One of the promising frontiers of research right now in chip design is using machine learning techniques to actually help with some of the tasks in the design process. We will be discussing this at our upcoming The Next AI Platform event in San Jose on March 10 with Elias Fallon, engineering director at Cadence Design Systems.
(You can see the full agenda and register to attend at this link; we hope to see you there.) The use of machine learning in chip design was also one of the topics that Jeff Dean, a senior fellow in the Research Group at Google who has helped invent many of the hyperscaler’s key technologies, talked about in his keynote address at this week’s 2020 International Solid State Circuits Conference in San Francisco.
Google, as it turns out, has more than a passing interest in compute engines, being one of the large consumers of CPUs and GPUs in the world and also the designer of TPUs spanning from the edge to the datacenter for doing both machine learning inference and training. So this is not just an academic exercise for the search engine giant and public cloud contender – particularly if it intends to keep advancing its TPU roadmap and if it decides, like rival Amazon Web Services, to start designing its own custom Arm server chips or decides to do custom Arm chips for its phones and other consumer devices.
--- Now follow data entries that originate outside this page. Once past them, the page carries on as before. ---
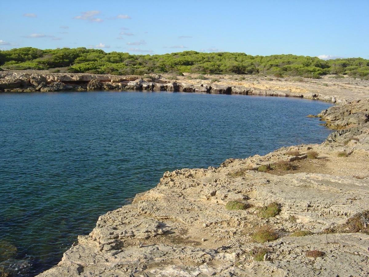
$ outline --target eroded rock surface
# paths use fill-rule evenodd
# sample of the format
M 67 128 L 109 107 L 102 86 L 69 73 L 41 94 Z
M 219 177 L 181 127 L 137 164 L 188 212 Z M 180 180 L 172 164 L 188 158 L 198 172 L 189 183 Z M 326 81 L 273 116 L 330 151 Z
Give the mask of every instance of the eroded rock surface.
M 132 204 L 100 216 L 39 276 L 368 276 L 369 123 L 351 126 L 321 144 L 166 172 Z M 230 201 L 247 208 L 229 210 Z M 279 213 L 260 216 L 273 202 Z M 265 226 L 278 237 L 258 242 L 253 234 Z M 300 230 L 306 235 L 291 235 Z M 261 248 L 261 260 L 251 254 Z

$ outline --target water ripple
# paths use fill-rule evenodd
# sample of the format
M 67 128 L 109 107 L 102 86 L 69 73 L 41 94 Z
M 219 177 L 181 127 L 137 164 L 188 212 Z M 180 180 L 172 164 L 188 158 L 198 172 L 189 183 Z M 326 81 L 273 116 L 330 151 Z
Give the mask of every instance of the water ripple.
M 166 92 L 0 94 L 0 247 L 15 246 L 14 266 L 27 268 L 18 275 L 34 276 L 167 170 L 321 142 L 330 131 L 305 116 L 329 106 Z

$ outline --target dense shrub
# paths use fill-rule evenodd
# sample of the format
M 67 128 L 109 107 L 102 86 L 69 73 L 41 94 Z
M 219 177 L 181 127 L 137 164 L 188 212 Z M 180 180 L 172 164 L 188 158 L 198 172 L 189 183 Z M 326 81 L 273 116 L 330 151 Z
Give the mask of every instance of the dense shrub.
M 280 206 L 277 203 L 273 202 L 267 206 L 261 207 L 258 209 L 258 216 L 264 218 L 275 216 L 280 212 Z
M 246 203 L 238 201 L 230 201 L 225 205 L 225 208 L 230 211 L 245 210 L 248 207 Z
M 76 72 L 95 70 L 121 74 L 261 73 L 278 78 L 292 76 L 296 81 L 301 80 L 301 77 L 319 78 L 330 73 L 335 74 L 336 78 L 343 75 L 363 79 L 369 77 L 369 60 L 361 58 L 323 61 L 317 57 L 293 55 L 251 56 L 244 53 L 196 51 L 135 55 L 106 53 L 101 49 L 84 47 L 45 50 L 24 47 L 0 51 L 0 66 L 9 69 L 71 67 L 75 68 Z
M 278 234 L 276 232 L 267 225 L 262 226 L 258 228 L 251 235 L 252 239 L 260 243 L 274 240 L 277 239 L 278 237 Z

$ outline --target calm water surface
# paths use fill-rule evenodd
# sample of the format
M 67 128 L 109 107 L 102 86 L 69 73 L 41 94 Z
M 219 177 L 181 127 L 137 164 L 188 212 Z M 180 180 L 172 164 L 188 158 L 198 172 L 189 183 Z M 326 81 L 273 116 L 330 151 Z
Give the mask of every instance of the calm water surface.
M 1 93 L 0 266 L 32 276 L 54 265 L 99 215 L 167 170 L 321 142 L 331 131 L 306 116 L 330 106 L 165 92 Z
With a certain amount of serendipity, some of the work that Google has been doing to run machine learning models across large numbers of different types of compute engines is feeding back into the work that it is doing to automate some of the placement and routing of IP blocks on an ASIC. (It is wonderful when an idea is fractal like that. . . .)
While the pod of TPUv3 systems that Google showed off back in May 2018 can mesh together 1,024 of the tensor processors (which had twice as many cores and about a 15 percent clock speed boost as far as we can tell) to deliver 106 petaflops of aggregate 16-bit half precision multiplication performance (with 32-bit accumulation) using Google’s own – and very clever – bfloat16 data format. Those TPUv3 chips are all cross-coupled using a 32×32 toroidal mesh so they can share data, and each TPUv3 core has its own bank of HBM2 memory. This TPUv3 pod is a huge aggregation of compute, which can do either machine learning training or inference, but it is not necessarily as large as Google needs to build. (We will be talking about Dean’s comments on the future of AI hardware and models in a separate story.)
Suffice it to say, Google is hedging with hybrid architectures that mix CPUs and GPUs – and perhaps someday other accelerators – for reinforcement learning workloads, and hence the research that Dean and his peers at Google have been involved in that are also being brought to bear on ASIC design.
“One of the trends is that models are getting bigger,” explains Dean. “So the entire model doesn’t necessarily fit on a single chip. If you have essentially large models, then model parallelism – dividing the model up across multiple chips – is important, and getting good performance by giving it a bunch of compute devices is non-trivial and it is not obvious how to do that effectively.”